Le problème est que ni les financiers ni les États ne sont prêts à envisager la première solution, il ne leur reste donc qu’à nous faire digérer, sous l’un ou l’autre prétexte, la seconde, qui, tout en leur causant un mal moindre, assure leur avenir de financiers et de politiciens. L’hyperinflation est un accident dans le système, le défaut global en marquerait la fin !

QE1, QE2, QE3… et taratata !

Il est vrai que les États européens n’ont réagi à la crise de 2008 que par la politique de l’autruche. La réaction des États-Unis a, elle, été entièrement monétaire. Ils ont fait fonctionner la planche à billets dans des opérations de « facilitation » (quantitative easing) qui ont évité l’impact immédiat du météorite Dette sur la planète, mais dont l’effet sur la crise a été NUL. Ce sont près de deux mille milliards de dollars qui ont été ainsi semés à tout vent, sans autre effet que de rassembler dans les mains de la Banque centrale américaine (la FED) la contre-valeur en bons du Trésor dont bientôt plus personne ne voudra, lorsque la crise aura atteint son paroxysme.
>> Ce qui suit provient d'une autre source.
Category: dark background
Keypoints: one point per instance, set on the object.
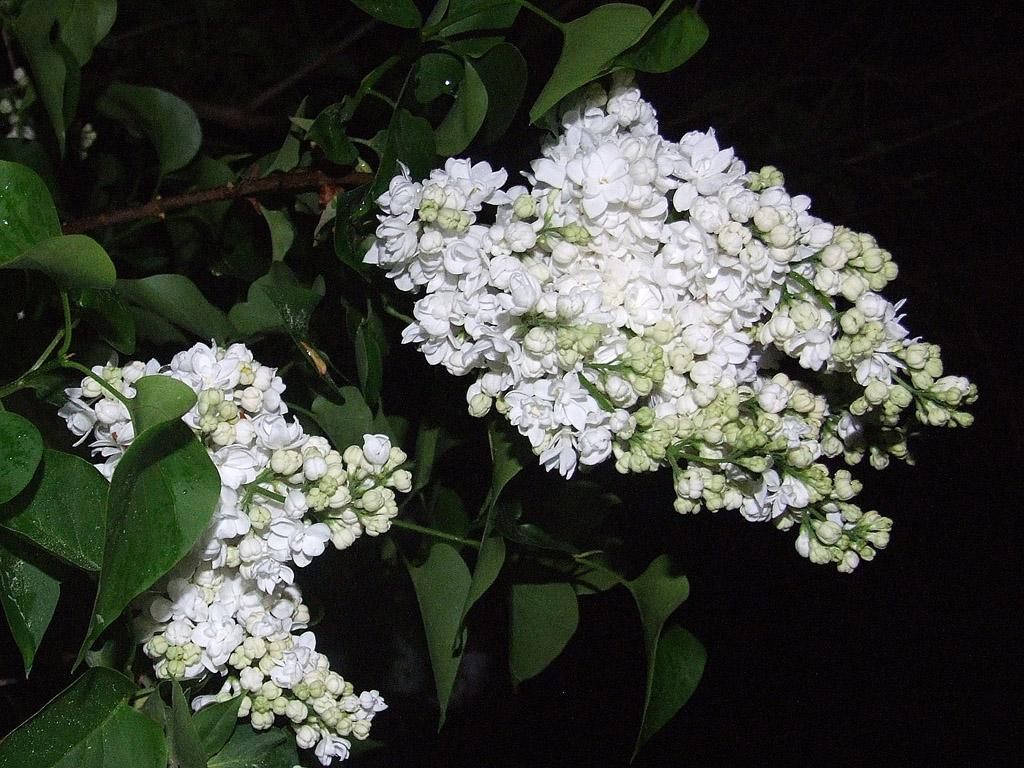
(899, 119)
Faire la même chose en Europe, cela voudrait dire que la Banque centrale européenne (BCE) entasserait dans ses coffres, en échange des billets émis, les obligations grecques, portugaises, irlandaises, espagnoles, italiennes et bientôt belges, françaises et même néerlandaises ou allemandes, dont personne ne voudra. Jadis on aurait dit qu’au moins ils auraient de quoi allumer leur feu, mais comme toutes ces opérations ont des supports électroniques, on ne voit pas très bien à quoi elles pourront servir ! La BCE deviendrait ainsi une gigantesque poubelle de milliards d’euros, alors que dans le même temps il nous faudrait un seau pour aller acheter le pain, une brouette pour tout objet plus important.
On lit de temps en temps, dans les colonnes d’Agoravox comme ailleurs, les plans simplicissimes de géniaux bricoleurs du Système qui vont nous retaper ça d’un coup de baguette magique. «  Il n’y a qu’à » prendre la main sur les financiers et imposer nos volontés : l’euro comme ci, les taux comme ça,… les taux, les taux, oui, mais l’étau  ? que fait-on de la Réalité ? … on la gomme ainsi d’un coup de baguette magique ? Ou alors on croit vraiment (ou on fait semblant de croire) que nous butons sur un simple problème technique, accru par la cupidité des uns et par l’incompétence des autres ? Vous croyez vraiment que cette masse immense de consommation, pour la plus grande part inutile et malsaine, qui nous inonde… c’est un problème technique ? Il y a près d’un siècle que notre société a pris le chemin de la FOLIE, il est temps de le reconnaître et d’accepter qu’il n’y a d’autre solution que de faire éclater la bulle dans laquelle nous nous sommes tous emprisonnés

Après,… ? oui, après… ?

Qui voudra encore avancer le moindre centime aux États quand ils auront fait défaut ?
Sinon, on fera comme avec l’inflation des années trente… mais cette fois combien de siècles faudra-t-il pour remonter une telle pente ? Il est évident que dans l’optique d’une hyperinflation, nos géniaux bricoleurs proposent de continuer comme ci-devant, après deux ou trois générations sacrifiées sur l’autel de l’État et de la Phynance. Basta, on rase, on fonde une nouvelle monnaie, saine, on reprend un système d’emprunts sur une base plus solide, avec des États dont les dépenses soient contrôlées, et, comme ci-devant, le Crédit trouve de nouvelles failles, la Phynance bricole. Quelques siècles noirs  de relance, un bref emballement… et on remet ça, comme si rien ne s’était passé ? C’est ça que vous voulez ? Je ne le pense pas.
C’est d’une remise en question HISTORIQUE qu’il s’agit présentement. Nous nous trouvons dans une situation comme il ne s’en est pas présenté beaucoup dans l’Histoire de l’humanité. Et la question qui se pose n’est pas : comment les États, comment nos dirigeants vont-ils redresser la situation et assurer notre futur bien-être. La question est : comment allons-NOUS reprendre notre situation en mains et construire notre avenir et celui des générations qui nous suivent. Il y a des lustres que les plus lucides d’entre nous VOIENT que nous fonçons à une vitesse grand V dans un MUR. Il y a des années que nous posons tous la question : Où va-t-on ? Aujourd’hui, et demain plus encore, nous voyons où nous en sommes. A nous tous de remettre sur le tapis nos petites certitudes et de relancer une autre dynamique… c’est bien évidemment tout autre chose que de consommer. En sommes-nous encore capables ? CHICHE !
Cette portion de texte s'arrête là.